Will Page: Mm-hmm [affirmative].

Richard Kramer: They're much heavier on old economy companies. And there's also a perception, rightly or wrongly, that the US economy is going to outgrow markets like Europe and the UK, so you're paying in that market performance for exposure to future earnings.

Will Page: Interesting. I wonder if I could just probe this a little further here.

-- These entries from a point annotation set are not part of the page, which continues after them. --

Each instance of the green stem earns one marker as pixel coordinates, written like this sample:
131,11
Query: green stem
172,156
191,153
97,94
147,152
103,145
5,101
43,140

If I think about a typical listener might have some money in a US tracker fund, and some other money in a tech tracker fund. Can you draw me a Venn diagram? How much overlap is there between a tech tracker and a US tracker? Are they kind of much the same thing now?

Richard Kramer: Well, again, [00:03:00] by market value, tech is now constituting well over 40% and perhaps closing in on 50% at this rate of the total value of the US market.

Will Page: Geez.

Richard Kramer: So you just don't have in sectors like banking, or energy, or retail, or industrials, you just don't have companies with $1 trillion or $2 trillion market values. So that US tracker fund, by nature, will have to follow and invest in a lot of tech companies.

Will Page: I remember somebody in San Francisco saying to me, "You might as well just invest in Apple stock, because Apple is a tracker fund." I thought that was a very apt comment as well.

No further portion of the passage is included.